The NanoBiT Biochemical Assay was created to investigate protein-protein interactions in live mammalian cells. Soly Ismail, Scientific Programme Manager in the Oncogene Biology Laboratory, led by Julian Downward, further developed the assay so it only needed to use parts of a extracts from cells rather than the live cells themselves, allowing it to be scaled up to undertake many tests at once. These protein-protein interactions are often difficult to visualise but could be potential new drug targets. Soly used the assay to detect and block weak interactions between a cancer-causing protein called RAS and an enzyme called PI3kK. The identified compounds that bind with PI3kK will be followed up in further tests to understand the nature of these interactions and how to optimise these compounds for drug development. Soly was awarded the Sir David Cooksey Prize in Translation for this work.
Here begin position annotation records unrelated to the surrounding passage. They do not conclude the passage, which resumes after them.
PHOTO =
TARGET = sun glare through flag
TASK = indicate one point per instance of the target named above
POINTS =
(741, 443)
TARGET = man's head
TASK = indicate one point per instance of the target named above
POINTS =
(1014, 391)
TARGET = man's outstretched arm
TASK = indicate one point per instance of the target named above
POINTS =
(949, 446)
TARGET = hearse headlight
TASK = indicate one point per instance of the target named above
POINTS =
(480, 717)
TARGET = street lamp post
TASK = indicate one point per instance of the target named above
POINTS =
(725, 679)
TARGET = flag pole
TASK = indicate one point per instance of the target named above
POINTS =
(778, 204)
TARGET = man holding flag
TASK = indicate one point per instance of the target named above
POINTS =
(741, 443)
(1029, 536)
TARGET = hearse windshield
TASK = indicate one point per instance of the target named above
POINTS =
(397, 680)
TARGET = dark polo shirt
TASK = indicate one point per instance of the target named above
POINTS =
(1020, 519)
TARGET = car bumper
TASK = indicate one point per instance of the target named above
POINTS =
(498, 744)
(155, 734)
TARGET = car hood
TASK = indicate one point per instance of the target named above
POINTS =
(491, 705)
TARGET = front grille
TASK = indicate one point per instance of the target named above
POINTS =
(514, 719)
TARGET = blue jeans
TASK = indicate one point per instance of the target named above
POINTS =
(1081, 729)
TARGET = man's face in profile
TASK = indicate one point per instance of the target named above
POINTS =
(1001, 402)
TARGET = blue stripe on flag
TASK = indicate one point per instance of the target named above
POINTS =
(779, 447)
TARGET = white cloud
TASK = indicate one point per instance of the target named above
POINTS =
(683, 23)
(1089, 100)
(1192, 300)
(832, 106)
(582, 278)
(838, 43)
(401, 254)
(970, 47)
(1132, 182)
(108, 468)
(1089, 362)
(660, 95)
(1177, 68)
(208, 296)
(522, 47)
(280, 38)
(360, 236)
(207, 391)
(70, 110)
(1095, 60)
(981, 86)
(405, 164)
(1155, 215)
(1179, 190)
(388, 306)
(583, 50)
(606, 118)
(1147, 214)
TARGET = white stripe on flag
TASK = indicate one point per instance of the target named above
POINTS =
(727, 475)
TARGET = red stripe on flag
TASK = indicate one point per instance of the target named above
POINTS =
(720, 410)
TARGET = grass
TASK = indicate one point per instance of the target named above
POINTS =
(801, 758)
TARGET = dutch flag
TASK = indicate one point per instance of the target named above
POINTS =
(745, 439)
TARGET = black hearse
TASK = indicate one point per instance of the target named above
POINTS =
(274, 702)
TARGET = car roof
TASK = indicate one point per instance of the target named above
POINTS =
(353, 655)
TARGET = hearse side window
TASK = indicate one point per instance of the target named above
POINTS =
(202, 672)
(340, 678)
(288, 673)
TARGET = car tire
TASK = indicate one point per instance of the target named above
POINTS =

The MCM helicase enzyme separates the two strands of the double helix, enabling DNA replication, with two copies of MCM (a “double hexamer”) marking where replication can start. We have a clear understanding of how double hexamers are loaded in yeast, but not in human cells. Researchers from the Crick reconstituted double hexamer loading with purified human proteins and determined the atomic structures. They found that, unlike in yeast, loading of a human double hexamer is sufficient to start opening DNA. Two alternate loading pathways exist to load human double hexamers. Loading factors that are essential in yeast only play a dispensable, regulatory role in the human system. Thus, while the double-hexamer loaders are conserved throughout evolution, how they function is different. This work begins to unravel how human cells regulate initiation of DNA replication, ensure that their genome is duplicated only once, and prevent chromosome instability and cancer.